Lors de la Ministérielle de 2008, les membres de l'ESA ont décidé la mise en place d'un programme européen de surveillance de l'espace (SSA 57 ( * ) ), qui n'a, pour le moment, pas eu les résultats escomptés et n'a pas conduit à la mise en place d'une feuille de route acceptée par tous les partenaires. Un portage plus politique de ce projet, par l'UE, est souhaitable. Le système à mettre en place doit bien sûr commencer par fédérer les capacités disponibles, mais la politique européenne de surveillance de l'espace ne peut se contenter des moyens existants. Elle doit les compléter.

LA SURVEILLANCE DE L'ESPACE LOINTAIN

La surveillance de l'espace a aussi deux composantes relatives à l'espace lointain :

- D'une part, le risque de désastre résultant d'un astéroïde percutant la Terre n'est pas complètement du domaine de la science fiction. Si les objets de diamètre inférieur à 25 m se désintègrent généralement dans l'atmosphère, ceux compris entre 25 m et 1 km sont susceptibles de provoquer un désastre régional. Au-delà de 1 km de diamètre, l'effet produit serait mondial, en raison des perturbations climatiques engendrées. En 1908, un astéroïde d'une cinquantaine de mètres de diamètre a ravagé une région de Sibérie dans un rayon de 20 km. L'augmentation de la densité de peuplement de la planète entraîne une exposition accrue au risque. L'Union européenne finance dans le cadre du projet européen NeoShield l'étude de trois méthodes pour détruire un corps céleste ou le dévier de sa trajectoire.

- D'autre part, la surveillance de la « météorologie spatiale », notamment des tempêtes solaires, est une nécessité. La météorologie de l'espace vise à prévoir l'activité solaire et quantifier son impact sur notre environnement spatial (satellites), technologique (télécommunications, transformateurs électriques) et au niveau du sol (corrosion des pipelines). Ces tempêtes sont en effet une menace pour l'intégrité des satellites et plus largement pour l'ensemble des réseaux de communication, de distribution d'énergie, ainsi que pour la navigation maritime et aérienne. Les conséquences sur Terre d'un événement solaire ont été observées pour la première fois en 1859 par l'astronome britannique Richard Carrington, puis en 1921, aux États-Unis. Une étude a montré que si la tempête solaire de 1921 se produisait aujourd'hui, elle affecterait plus de 130 millions de personnes, avec des conséquences soudaines et durables sur les infrastructures sur l'ensemble du territoire des États-Unis.
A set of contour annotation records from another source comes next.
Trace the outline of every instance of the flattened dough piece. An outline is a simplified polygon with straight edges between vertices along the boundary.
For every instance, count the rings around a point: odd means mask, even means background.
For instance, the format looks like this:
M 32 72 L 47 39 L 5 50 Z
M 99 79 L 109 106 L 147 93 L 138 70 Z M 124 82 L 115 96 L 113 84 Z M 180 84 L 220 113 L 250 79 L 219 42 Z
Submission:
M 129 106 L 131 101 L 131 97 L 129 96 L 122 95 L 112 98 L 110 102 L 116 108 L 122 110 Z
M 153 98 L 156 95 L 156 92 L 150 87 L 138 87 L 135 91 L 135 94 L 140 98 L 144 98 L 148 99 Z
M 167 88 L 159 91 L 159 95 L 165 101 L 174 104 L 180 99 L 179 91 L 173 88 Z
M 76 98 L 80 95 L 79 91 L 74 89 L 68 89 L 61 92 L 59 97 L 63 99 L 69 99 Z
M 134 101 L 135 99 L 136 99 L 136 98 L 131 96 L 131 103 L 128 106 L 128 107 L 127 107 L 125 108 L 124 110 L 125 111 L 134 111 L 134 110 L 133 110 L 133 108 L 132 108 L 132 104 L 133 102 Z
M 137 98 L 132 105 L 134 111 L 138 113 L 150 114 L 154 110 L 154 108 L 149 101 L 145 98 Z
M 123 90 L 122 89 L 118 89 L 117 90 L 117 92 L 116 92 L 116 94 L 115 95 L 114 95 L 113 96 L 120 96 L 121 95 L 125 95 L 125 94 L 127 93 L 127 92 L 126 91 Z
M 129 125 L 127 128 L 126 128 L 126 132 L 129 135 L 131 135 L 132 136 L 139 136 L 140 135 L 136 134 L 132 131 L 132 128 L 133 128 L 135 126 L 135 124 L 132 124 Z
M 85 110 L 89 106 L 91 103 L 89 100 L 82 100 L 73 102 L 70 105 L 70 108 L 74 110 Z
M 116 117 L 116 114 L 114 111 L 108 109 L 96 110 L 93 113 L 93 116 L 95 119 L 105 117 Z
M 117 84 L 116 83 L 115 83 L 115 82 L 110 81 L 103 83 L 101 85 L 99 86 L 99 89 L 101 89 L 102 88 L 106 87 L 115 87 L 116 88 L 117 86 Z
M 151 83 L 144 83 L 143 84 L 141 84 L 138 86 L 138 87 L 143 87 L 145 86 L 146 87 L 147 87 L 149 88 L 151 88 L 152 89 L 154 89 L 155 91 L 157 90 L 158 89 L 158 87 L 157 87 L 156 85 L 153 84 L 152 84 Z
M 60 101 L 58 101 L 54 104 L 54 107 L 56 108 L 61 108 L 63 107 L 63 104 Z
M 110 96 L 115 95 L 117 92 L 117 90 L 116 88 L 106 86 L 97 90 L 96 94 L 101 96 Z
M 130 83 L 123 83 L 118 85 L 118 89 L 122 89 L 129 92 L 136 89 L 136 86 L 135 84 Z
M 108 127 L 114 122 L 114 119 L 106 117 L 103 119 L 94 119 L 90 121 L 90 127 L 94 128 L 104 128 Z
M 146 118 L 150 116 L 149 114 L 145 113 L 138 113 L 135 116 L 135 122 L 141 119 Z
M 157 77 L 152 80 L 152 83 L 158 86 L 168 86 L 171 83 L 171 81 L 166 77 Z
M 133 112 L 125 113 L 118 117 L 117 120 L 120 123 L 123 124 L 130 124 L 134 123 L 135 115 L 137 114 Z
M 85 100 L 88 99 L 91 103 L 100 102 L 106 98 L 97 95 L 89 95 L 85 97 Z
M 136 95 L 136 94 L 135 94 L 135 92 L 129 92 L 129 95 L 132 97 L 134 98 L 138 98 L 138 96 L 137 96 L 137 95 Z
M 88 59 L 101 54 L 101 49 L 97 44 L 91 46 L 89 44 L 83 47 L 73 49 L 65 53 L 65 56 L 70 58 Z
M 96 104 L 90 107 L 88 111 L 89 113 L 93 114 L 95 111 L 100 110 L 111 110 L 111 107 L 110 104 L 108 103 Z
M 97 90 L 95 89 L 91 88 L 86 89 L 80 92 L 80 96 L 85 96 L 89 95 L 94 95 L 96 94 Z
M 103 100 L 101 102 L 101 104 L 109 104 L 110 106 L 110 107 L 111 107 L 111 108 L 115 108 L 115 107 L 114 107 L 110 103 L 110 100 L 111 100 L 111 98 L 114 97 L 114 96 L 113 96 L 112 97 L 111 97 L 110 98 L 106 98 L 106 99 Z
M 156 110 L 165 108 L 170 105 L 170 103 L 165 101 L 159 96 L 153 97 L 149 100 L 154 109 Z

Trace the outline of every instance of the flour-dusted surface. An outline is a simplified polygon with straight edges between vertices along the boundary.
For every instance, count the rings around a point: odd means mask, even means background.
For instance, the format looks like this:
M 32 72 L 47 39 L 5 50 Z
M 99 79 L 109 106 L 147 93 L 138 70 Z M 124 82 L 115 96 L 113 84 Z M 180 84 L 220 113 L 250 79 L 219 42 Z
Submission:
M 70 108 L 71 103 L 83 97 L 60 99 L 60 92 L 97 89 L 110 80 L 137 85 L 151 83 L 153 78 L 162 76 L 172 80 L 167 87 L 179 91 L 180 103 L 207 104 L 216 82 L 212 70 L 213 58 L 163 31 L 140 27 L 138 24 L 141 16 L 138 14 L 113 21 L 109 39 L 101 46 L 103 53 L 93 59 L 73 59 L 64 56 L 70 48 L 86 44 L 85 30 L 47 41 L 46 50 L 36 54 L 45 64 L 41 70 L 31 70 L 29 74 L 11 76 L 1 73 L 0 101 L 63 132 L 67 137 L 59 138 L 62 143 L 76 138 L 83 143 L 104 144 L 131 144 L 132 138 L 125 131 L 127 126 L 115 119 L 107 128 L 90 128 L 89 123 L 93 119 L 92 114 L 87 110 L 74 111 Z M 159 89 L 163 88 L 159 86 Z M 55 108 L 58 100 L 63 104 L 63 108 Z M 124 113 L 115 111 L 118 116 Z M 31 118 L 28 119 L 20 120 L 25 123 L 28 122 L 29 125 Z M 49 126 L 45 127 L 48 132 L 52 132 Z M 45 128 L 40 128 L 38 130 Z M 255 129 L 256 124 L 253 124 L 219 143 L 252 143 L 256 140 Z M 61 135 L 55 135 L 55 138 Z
Les conseillers scientifiques du président américain et du Premier ministre britannique ont publié conjointement un article 58 ( * ) mettant en garde contre ce risque et proposant des pistes pour le réduire, notamment par le renouvellement de satellites scientifiques susceptibles de fournir une alerte avancée. Au niveau européen, une approche coordonnée des services de « météorologie spatiale » est nécessaire : c'est l'un des objets du programme de surveillance de l'espace ( space situational awareness ) de l'ESA.

Orientations

- Redonner une impulsion à la coopération européenne sur les programmes d'observation afin de privilégier la mutualisation des moyens spatiaux européens de défense plutôt que leur duplication

- En France, réaliser les phases opérationnelles des programmes d'écoutes électromagnétiques et d'alerte avancée

- En lien avec la question des débris spatiaux (voir ci-après), mettre en place un système européen complet de surveillance de l'espace fédérant et complétant les moyens existants (notamment le radar français GRAVES)


* 53 Grand réseau adapté à la veille spatiale

* 54 Tracking & Imaging data

* 55 Office national d'études et recherches aérospatiales

* 56 United States Strategic Command (dépendant du département de la Défense américain)

* 57 Space situational awareness

* 58 « Celestial Storm Warnings », John Holdren (conseiller scientifique et technologique de Barack Obama) et John Beddington (conseiller scientifique de David Cameron), New York Times (10 mars 2011).